Darüber hinaus soll sie die Toleranz gegenüber therapiebedingten Nebenwirkungen erhöhen. Dafür werden modifizierte, an Bedürfnissen und Entwicklungsstufen der Kinder und Jugendlichen angepasste bewegungsorientierte Interventionsformen ausgewählt,
die aus dem umfangreichen Repertoire von Sport-, Spiel- und Bewegungsangeboten, Übungen aus dem Bereich der Psychomotorik und Programmen zur allgemeinen Lebenssteigerung entnommen sind.

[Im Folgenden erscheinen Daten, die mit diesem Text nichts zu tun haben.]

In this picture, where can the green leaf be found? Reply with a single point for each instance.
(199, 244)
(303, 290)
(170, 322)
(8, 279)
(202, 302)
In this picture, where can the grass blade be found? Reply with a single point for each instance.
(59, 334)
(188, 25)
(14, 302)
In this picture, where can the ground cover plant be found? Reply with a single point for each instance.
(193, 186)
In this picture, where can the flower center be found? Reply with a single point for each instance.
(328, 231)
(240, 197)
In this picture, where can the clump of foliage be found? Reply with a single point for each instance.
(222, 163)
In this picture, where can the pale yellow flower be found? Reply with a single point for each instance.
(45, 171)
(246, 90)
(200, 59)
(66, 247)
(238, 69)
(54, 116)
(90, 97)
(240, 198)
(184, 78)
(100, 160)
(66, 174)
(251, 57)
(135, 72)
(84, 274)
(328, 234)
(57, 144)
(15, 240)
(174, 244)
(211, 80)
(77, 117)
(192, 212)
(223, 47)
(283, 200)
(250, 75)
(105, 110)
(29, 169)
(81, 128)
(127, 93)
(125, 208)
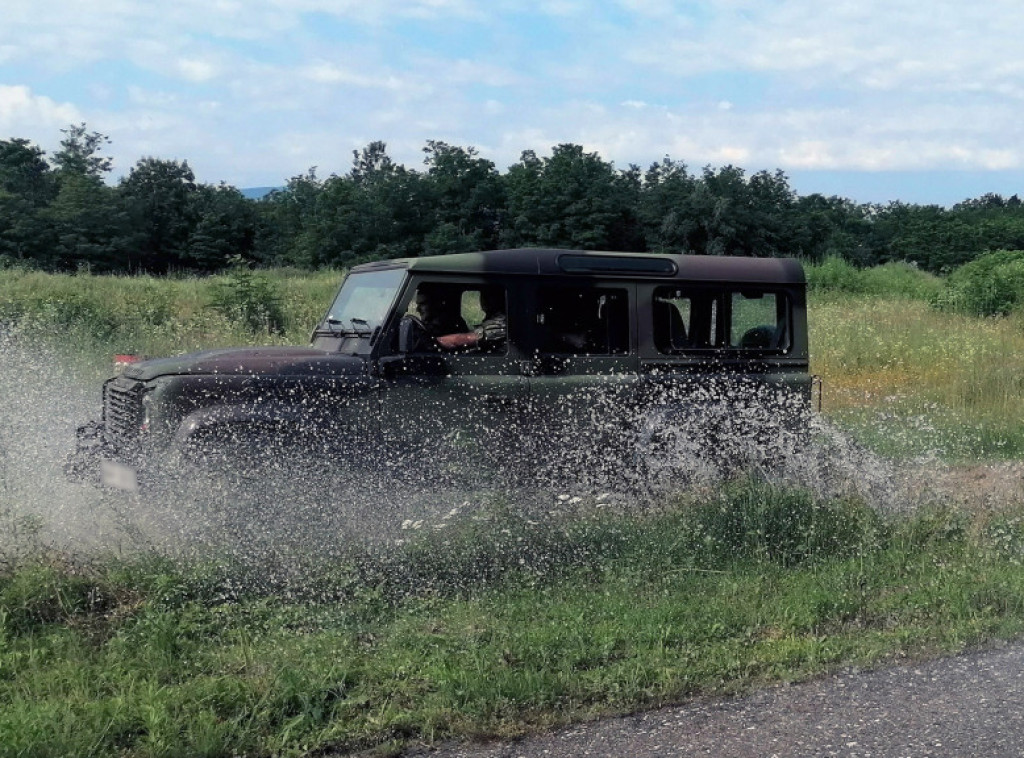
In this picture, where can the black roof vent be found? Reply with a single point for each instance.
(633, 264)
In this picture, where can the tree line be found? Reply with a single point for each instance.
(58, 213)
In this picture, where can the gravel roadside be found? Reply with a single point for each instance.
(970, 705)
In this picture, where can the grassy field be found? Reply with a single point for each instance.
(500, 623)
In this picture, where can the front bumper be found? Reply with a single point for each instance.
(93, 463)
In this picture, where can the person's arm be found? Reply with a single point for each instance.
(458, 341)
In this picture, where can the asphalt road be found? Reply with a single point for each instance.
(972, 705)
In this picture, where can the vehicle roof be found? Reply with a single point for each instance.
(546, 261)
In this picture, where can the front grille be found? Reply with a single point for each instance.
(123, 413)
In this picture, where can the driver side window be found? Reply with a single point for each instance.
(450, 318)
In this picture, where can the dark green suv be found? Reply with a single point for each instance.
(515, 359)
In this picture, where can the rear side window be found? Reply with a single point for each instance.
(583, 321)
(743, 320)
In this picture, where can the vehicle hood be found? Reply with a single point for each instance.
(250, 362)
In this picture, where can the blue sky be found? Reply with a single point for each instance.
(877, 100)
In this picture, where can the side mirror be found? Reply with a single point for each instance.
(391, 367)
(410, 332)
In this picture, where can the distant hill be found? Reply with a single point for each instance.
(255, 193)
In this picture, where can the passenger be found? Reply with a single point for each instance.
(440, 326)
(491, 333)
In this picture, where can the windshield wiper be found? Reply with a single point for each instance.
(337, 327)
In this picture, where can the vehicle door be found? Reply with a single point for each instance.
(583, 374)
(452, 389)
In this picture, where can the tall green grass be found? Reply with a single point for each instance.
(95, 317)
(713, 595)
(908, 378)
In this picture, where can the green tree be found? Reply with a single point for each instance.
(570, 199)
(225, 226)
(160, 199)
(467, 197)
(27, 186)
(80, 153)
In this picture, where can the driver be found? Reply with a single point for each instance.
(441, 326)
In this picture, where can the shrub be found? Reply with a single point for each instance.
(990, 285)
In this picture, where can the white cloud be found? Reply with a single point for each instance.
(23, 113)
(197, 70)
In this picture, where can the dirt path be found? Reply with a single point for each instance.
(965, 706)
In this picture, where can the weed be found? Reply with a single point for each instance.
(249, 297)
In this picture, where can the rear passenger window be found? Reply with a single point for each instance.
(696, 320)
(584, 321)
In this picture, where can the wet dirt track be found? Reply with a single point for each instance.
(965, 706)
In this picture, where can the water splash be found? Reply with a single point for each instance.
(284, 512)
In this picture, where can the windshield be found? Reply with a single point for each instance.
(363, 302)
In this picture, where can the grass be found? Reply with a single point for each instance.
(498, 625)
(103, 316)
(910, 380)
(712, 596)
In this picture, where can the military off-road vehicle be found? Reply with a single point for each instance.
(505, 358)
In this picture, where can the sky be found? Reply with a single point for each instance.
(919, 100)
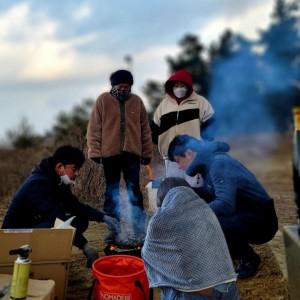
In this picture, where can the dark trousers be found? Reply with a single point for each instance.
(244, 228)
(114, 166)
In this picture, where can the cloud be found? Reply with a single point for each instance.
(254, 18)
(37, 54)
(82, 12)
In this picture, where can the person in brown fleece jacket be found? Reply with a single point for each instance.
(119, 137)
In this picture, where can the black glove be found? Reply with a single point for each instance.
(145, 161)
(97, 160)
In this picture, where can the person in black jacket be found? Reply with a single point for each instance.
(46, 195)
(243, 207)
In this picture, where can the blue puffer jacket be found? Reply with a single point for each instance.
(42, 198)
(229, 187)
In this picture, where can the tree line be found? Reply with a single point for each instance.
(252, 85)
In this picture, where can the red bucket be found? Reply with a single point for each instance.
(120, 277)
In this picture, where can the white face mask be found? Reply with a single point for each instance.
(65, 179)
(180, 92)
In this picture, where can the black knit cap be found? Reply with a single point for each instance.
(68, 155)
(121, 76)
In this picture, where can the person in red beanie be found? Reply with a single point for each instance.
(182, 111)
(119, 137)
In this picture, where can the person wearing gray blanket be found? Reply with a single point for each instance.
(185, 252)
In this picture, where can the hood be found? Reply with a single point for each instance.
(196, 249)
(183, 76)
(46, 168)
(205, 154)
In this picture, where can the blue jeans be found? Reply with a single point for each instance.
(232, 293)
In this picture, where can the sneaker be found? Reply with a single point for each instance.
(248, 266)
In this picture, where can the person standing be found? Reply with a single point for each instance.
(119, 137)
(182, 111)
(244, 209)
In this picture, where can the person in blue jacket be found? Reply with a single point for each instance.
(46, 195)
(244, 209)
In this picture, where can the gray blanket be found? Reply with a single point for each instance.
(185, 247)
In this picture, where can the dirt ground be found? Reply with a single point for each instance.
(269, 157)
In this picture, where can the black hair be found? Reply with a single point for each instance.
(180, 144)
(68, 154)
(166, 185)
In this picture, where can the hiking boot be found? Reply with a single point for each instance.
(248, 266)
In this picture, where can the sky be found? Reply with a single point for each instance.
(54, 54)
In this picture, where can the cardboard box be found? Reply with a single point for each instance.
(51, 253)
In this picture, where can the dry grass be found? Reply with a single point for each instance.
(270, 161)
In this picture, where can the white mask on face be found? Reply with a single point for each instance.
(179, 92)
(65, 179)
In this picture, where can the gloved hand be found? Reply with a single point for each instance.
(112, 224)
(145, 161)
(91, 254)
(97, 160)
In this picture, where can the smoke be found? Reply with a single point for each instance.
(250, 91)
(132, 221)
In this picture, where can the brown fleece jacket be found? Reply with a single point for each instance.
(106, 138)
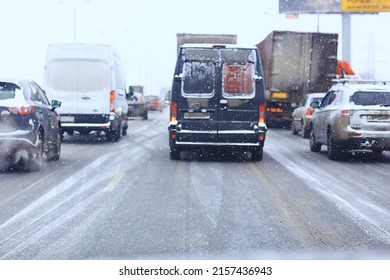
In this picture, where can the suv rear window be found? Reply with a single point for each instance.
(367, 98)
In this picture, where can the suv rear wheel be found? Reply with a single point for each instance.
(257, 154)
(333, 152)
(174, 153)
(314, 146)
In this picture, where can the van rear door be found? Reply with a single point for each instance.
(238, 101)
(198, 101)
(218, 101)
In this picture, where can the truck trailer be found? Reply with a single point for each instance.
(295, 63)
(190, 38)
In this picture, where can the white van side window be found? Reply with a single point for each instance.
(78, 75)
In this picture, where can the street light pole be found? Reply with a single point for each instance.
(74, 10)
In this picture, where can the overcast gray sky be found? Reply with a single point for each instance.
(144, 32)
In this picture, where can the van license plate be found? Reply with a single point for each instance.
(196, 115)
(378, 118)
(67, 118)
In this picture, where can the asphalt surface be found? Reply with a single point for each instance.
(128, 200)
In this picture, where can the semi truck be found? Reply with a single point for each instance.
(294, 64)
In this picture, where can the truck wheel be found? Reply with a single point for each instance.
(314, 146)
(257, 154)
(305, 133)
(114, 135)
(294, 130)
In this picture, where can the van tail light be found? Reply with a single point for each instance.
(112, 99)
(262, 111)
(309, 111)
(173, 111)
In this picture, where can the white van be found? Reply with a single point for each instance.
(88, 79)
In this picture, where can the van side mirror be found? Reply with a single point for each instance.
(178, 78)
(315, 104)
(168, 96)
(55, 104)
(257, 78)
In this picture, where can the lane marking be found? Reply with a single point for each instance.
(114, 182)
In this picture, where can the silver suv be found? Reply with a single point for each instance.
(353, 115)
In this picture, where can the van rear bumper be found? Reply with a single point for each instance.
(239, 139)
(86, 125)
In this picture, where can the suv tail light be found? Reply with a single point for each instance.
(112, 99)
(173, 111)
(309, 111)
(262, 111)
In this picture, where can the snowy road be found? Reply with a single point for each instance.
(130, 201)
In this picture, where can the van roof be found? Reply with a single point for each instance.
(227, 46)
(79, 50)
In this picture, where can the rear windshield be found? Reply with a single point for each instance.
(149, 98)
(10, 94)
(237, 66)
(370, 98)
(78, 75)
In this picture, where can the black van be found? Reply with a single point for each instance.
(217, 100)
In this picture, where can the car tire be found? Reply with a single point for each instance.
(35, 161)
(114, 135)
(314, 146)
(174, 153)
(57, 149)
(257, 154)
(377, 151)
(305, 132)
(333, 152)
(294, 130)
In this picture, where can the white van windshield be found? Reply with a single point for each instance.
(78, 75)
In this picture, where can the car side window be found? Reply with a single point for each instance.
(37, 94)
(329, 98)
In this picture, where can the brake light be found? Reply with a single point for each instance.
(309, 111)
(262, 111)
(173, 111)
(112, 99)
(274, 110)
(112, 96)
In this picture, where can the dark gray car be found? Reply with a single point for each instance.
(30, 129)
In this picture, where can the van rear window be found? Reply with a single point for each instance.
(238, 80)
(370, 98)
(199, 78)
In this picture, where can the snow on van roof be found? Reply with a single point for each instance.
(79, 50)
(227, 46)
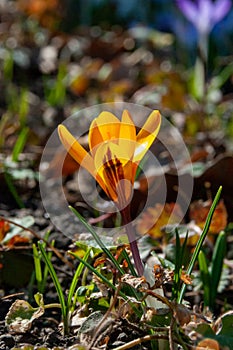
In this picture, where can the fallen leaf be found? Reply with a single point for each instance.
(21, 315)
(199, 211)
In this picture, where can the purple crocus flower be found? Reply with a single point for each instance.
(204, 14)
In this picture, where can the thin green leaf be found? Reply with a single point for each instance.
(20, 143)
(37, 263)
(75, 279)
(205, 277)
(201, 240)
(105, 280)
(98, 240)
(12, 188)
(217, 265)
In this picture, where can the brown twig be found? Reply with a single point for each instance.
(56, 251)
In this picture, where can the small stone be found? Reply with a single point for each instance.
(8, 340)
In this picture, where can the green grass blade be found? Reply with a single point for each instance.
(37, 264)
(98, 240)
(201, 240)
(205, 277)
(20, 143)
(56, 284)
(105, 280)
(75, 279)
(12, 188)
(217, 265)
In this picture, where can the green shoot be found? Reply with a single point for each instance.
(200, 241)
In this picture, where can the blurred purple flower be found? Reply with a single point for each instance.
(204, 14)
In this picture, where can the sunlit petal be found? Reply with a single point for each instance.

Ergänzend dazu werden Übungen zum Erlernen und Verbessern von sozialer Interaktion (z.B. Teamaufgaben, Vertrauensübungen), Methoden zur Auseinandersetzung mit den eigenen Möglichkeiten und Grenzen (z.B. über erlebnispädagogische Elemente wie Klettern) und verschiedene Verfahren zur Entspannung (z.B. autogenes Training für Kinder) angeboten.
In einem interdisziplinären Behandlungsansatz sollen die Auswirkungen von körperlicher Aktivität auf das Immunsystem, das Herzkreislaufsystem, die Psyche und den Knochenstoffwechsel erforscht werden. Es wird erwartet, mit diesem Konzept ganz neue Erkenntnisse im Umgang und der Behandlung von Komplikationen der Krebstherapie zu erhalten.